What if Bob closed the app? WebSocket is disconnected, but messages must arrive. Push Notification is needed.
// Check online status when delivering message
async function deliverMessage(userId, message) {
if (onlineUsers.has(userId)) {
// Online: Send via WebSocket
const ws = connections.get(userId);
ws.send(JSON.stringify(message));
} else {
// Offline: Send push notification
const deviceToken = await db.getDeviceToken(userId);
await sendPushNotification({
token: deviceToken,
title: message.senderName,
body: message.text,
data: {
roomId: message.roomId,
messageId: message.id
}
});
// Increment unread count in DB
await db.incrementUnread(userId, message.roomId);
}
}
When app reopens, check unread count and fetch history.
// On app launch
async function onAppLaunch() {
const unreadRooms = await db.getUnreadRooms(userId);
for (const room of unreadRooms) {
// Fetch messages after last read
const newMessages = await getMessages(
room.id,
{ after: room.lastReadMessageId }
);
displayMessages(newMessages);
}
// Reconnect WebSocket
connectWebSocket();
}
That's how Slack and Discord work. Instant if online, push notification + history sync if offline.

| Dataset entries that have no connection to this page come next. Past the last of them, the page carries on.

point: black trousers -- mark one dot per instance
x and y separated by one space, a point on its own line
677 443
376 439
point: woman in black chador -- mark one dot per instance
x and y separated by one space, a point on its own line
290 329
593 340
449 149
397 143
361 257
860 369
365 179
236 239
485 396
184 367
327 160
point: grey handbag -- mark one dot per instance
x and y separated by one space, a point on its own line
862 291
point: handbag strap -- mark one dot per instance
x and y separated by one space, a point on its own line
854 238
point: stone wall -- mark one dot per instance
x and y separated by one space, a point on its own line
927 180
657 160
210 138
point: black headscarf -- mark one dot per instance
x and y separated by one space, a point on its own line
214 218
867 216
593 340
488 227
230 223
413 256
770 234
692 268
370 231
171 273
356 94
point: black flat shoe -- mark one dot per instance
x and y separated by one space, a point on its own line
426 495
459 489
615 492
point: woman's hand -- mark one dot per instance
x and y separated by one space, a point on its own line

Chat systems aren't just about WebSocket connections. Here's the summary:
1. Connection Method: Evolved from Polling → Long Polling → WebSocket. For bidirectional real-time, WebSocket is optimal.
2. Delivery Guarantees: Go with at-least-once, but client must deduplicate. ACK and retry logic are essential.
3. Group Chat: Solve fan-out with Redis Pub/Sub, filter to online users only to reduce write amplification.
4. Online Status: Verify with heartbeat (ping/pong), build read receipts and typing indicators on top.
5. Message Storage: Recent in Redis cache, old in DB. Handle 90%+ requests from cache.
6. Scaling: With multiple servers, use sticky session or Redis state sharing. Pub/Sub for inter-server communication.
7. Offline: When WebSocket drops, send push notification, sync history on app restart.
The biggest lesson: Real-time systems must consider not just "people currently connected" but also "people who just left or will soon join." State boundaries are fuzzy, networks drop anytime. Creating reliable experience on top of this uncertainty is the essence of system design.
Making water come out of a faucet is easy. Building a system that reliably supplies water to an entire city 24/7 is a completely different problem. Chat was exactly the same.